Investors welcomed Volvo Cars’ Q3 profit results that beat forecasts despite reporting a 7% year-on-year drop in sales, with sales in the premium market down about 5%.
The automaker’s operating income was 6.4 billion Swedish kronor ($683.5 million) in Q3 compared to SEK 5.8 billion in the same period last year.
During an investors call, company executives put the boost in profits down to the benefits of its “turnaround plan” and the global success of its best-selling mid-size SUV, the XC60.
“In a tough market we delivered a solid third-quarter result and our cost and cash actions are delivering,” Håkan Samuelsson, Volvo’s chief executive said in a company statement.
“We managed to offset the squeeze on pricing in a shrinking market in one area and that’s with our best-seller the XC60, whose upgrade has helped us,” he told investors.
Samuelsson pointed to the success of a wave of 3,000 job cuts in May as part of its turnaround program to cut production costs across the board.
Volvo’s CFO, Fredrik Hansson, said the company did not have to spend the money it anticipated and budgeted for its turnaround strategy “to do the headcount reductions that we planned and that we have now executed.” “We don't foresee any major layoffs going forward either,” he added.
Meanwhile, the brand’s top-selling model, the XC60, saw global sales of 20,496 cars in September 2025, up from 18,096 for the same month last year according to data provided by the company.
Volvo’s parent company, Geely, brought back Samuelsson in March of this year to instigate a root-and-brand turnaround strategy to offset the trading challenges at the start of the year including U.S. import tariffs on vehicles.
He also echoed Hansson’s confidence that future employee layoffs will be achieved through natural wastage rather than enforced redundancies.
“To avoid this… we have to be very restrictive when somebody leaves the company and look to a replacement within the company as a first priority,” Samuelsson said. “That will give a yearly reduction in headcount… to have a leaner and a better performing organization and avoiding coming into the same situation again with layoffs,” he added.

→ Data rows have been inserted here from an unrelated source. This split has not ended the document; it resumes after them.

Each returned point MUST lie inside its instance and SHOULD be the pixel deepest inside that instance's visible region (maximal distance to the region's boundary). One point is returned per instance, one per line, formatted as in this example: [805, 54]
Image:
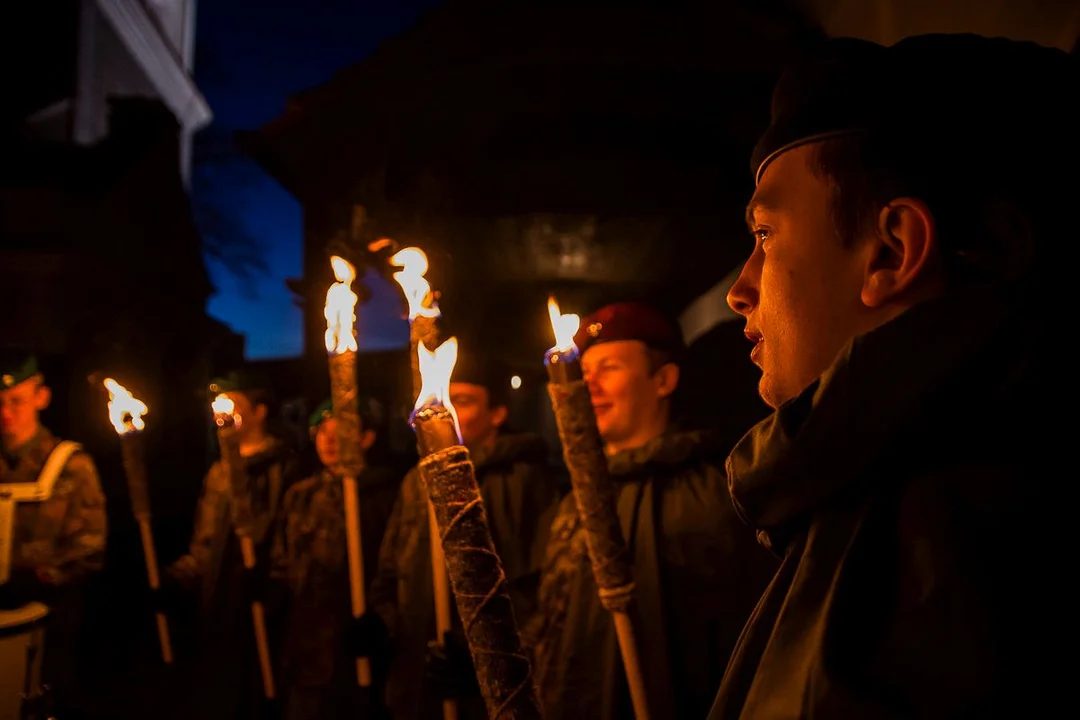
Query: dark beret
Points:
[370, 412]
[476, 366]
[16, 366]
[1002, 103]
[631, 321]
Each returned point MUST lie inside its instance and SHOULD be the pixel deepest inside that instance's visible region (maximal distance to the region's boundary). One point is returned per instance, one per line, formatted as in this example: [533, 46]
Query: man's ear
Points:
[366, 439]
[42, 396]
[903, 254]
[666, 379]
[499, 415]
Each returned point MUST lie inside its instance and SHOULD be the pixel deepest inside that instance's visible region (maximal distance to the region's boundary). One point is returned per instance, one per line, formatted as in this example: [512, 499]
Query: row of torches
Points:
[462, 553]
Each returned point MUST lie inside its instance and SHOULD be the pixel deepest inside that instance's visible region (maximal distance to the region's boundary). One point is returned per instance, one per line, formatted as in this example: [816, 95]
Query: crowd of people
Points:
[887, 543]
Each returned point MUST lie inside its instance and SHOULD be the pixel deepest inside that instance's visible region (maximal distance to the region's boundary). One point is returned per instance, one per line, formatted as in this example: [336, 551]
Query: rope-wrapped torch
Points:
[341, 348]
[125, 412]
[423, 316]
[594, 493]
[228, 425]
[503, 671]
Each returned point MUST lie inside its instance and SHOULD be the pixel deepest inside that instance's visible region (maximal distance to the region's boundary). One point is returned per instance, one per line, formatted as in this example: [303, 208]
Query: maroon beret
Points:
[631, 321]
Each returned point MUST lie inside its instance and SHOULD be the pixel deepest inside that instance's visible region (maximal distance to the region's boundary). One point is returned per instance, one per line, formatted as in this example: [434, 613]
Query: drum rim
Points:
[37, 617]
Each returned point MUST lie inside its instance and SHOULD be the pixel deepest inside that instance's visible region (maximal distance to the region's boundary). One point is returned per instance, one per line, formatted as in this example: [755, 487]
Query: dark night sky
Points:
[251, 56]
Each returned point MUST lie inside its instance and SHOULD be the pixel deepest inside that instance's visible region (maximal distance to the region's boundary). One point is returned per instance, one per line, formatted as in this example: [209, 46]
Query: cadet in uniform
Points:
[310, 554]
[52, 526]
[698, 570]
[229, 678]
[520, 499]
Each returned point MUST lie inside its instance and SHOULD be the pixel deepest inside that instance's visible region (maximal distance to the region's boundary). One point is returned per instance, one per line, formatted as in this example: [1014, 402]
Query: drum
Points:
[22, 648]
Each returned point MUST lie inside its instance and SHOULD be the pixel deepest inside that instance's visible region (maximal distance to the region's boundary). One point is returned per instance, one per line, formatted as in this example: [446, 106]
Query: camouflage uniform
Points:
[310, 554]
[520, 502]
[698, 573]
[230, 681]
[63, 538]
[57, 545]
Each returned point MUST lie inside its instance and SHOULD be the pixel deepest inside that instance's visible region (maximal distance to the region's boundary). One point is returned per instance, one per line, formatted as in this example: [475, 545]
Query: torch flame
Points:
[435, 370]
[125, 411]
[340, 310]
[564, 326]
[414, 263]
[223, 405]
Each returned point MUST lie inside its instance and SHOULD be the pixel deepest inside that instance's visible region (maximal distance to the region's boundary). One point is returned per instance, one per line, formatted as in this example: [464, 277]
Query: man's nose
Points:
[742, 297]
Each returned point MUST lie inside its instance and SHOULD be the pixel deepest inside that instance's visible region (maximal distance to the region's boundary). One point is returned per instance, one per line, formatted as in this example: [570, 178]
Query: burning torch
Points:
[341, 348]
[228, 438]
[594, 492]
[125, 413]
[423, 315]
[480, 584]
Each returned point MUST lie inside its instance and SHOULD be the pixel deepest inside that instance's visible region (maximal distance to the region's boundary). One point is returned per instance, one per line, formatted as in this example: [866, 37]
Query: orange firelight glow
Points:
[125, 410]
[414, 263]
[564, 327]
[435, 370]
[340, 309]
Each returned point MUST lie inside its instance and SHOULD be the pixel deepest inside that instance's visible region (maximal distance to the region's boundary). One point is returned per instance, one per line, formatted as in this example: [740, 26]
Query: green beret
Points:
[370, 410]
[16, 367]
[239, 381]
[324, 411]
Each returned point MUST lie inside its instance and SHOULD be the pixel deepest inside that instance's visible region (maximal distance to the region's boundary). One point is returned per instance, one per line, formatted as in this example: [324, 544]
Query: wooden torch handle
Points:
[259, 621]
[150, 555]
[355, 570]
[442, 586]
[628, 646]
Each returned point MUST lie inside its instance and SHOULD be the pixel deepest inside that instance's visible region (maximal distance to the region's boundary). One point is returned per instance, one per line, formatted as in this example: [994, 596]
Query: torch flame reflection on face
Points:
[125, 410]
[435, 370]
[414, 263]
[340, 309]
[564, 327]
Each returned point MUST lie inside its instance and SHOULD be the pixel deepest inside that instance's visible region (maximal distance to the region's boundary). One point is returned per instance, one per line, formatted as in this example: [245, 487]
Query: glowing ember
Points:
[225, 408]
[414, 265]
[340, 310]
[564, 326]
[435, 370]
[125, 411]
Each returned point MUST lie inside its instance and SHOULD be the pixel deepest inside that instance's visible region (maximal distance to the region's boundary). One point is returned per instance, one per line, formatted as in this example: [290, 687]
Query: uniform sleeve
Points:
[556, 568]
[213, 503]
[78, 505]
[281, 547]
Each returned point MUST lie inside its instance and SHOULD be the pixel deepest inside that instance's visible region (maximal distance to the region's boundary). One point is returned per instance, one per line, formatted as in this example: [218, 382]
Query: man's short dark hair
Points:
[983, 232]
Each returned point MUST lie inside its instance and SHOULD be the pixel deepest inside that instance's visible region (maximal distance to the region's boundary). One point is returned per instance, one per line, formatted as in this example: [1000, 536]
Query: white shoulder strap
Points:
[54, 466]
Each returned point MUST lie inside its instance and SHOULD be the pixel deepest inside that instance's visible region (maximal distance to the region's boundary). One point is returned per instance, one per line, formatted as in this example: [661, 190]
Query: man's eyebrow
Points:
[758, 202]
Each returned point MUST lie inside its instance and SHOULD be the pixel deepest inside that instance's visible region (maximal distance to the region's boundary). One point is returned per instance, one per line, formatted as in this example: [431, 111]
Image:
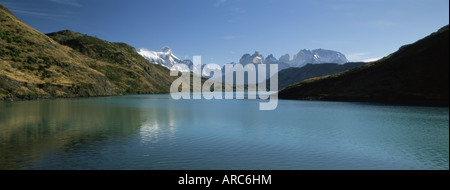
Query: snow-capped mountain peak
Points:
[165, 57]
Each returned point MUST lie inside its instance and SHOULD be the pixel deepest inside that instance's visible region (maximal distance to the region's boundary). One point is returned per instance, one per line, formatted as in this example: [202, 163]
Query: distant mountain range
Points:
[416, 74]
[166, 58]
[69, 64]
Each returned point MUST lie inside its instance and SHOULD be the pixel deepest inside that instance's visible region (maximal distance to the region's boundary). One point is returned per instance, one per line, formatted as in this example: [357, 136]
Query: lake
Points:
[154, 132]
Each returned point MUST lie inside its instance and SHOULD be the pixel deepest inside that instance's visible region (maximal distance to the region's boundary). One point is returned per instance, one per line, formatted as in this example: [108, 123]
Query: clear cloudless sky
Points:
[221, 31]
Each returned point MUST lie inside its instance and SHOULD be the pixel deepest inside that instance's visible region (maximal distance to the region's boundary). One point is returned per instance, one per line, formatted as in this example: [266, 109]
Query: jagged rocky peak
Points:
[285, 58]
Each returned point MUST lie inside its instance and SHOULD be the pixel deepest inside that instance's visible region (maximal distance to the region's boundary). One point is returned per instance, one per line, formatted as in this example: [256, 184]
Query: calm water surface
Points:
[154, 132]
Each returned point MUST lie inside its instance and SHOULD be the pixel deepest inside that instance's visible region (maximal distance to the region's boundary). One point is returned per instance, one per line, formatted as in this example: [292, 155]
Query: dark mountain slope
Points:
[416, 74]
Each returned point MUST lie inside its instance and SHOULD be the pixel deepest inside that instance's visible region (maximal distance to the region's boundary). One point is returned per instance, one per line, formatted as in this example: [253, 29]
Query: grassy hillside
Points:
[70, 64]
[124, 67]
[415, 74]
[293, 75]
[33, 65]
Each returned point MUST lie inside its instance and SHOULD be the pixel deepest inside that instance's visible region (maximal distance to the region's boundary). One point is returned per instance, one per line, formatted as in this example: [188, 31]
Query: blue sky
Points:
[221, 31]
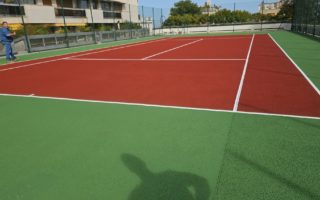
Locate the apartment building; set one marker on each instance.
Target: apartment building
(271, 8)
(76, 12)
(209, 8)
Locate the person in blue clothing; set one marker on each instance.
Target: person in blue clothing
(6, 38)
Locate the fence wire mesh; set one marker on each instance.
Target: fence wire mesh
(44, 25)
(306, 18)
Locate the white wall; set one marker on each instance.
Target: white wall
(39, 14)
(212, 29)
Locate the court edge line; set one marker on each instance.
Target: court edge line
(157, 106)
(172, 49)
(65, 58)
(296, 65)
(120, 47)
(237, 100)
(156, 59)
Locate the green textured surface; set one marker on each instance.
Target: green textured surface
(305, 51)
(271, 158)
(69, 150)
(53, 149)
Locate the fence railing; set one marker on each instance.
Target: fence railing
(11, 10)
(70, 12)
(111, 15)
(56, 41)
(306, 18)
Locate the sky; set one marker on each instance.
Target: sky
(249, 5)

The company is also hoping to replicate the sales success of its XC60 with the launch of its all-electric sibling, the EX60 planned for the beginning of 2026.
“We are now ramping up sales of our EV cars and are fully on track towards the very important January launch of the EX60 in the largest and most popular electric segment,” said Samuelsson.
However, while he said the company will be able to offer an EV option across its vehicle range by 2030, it will not be ditching ICE/hybrid technology completely.
“We need to become fully electric by 2030 but we cannot force our customer to be that so we have to provide bridge solutions, so-called PHEVs,” Samuelsson said during the investors call.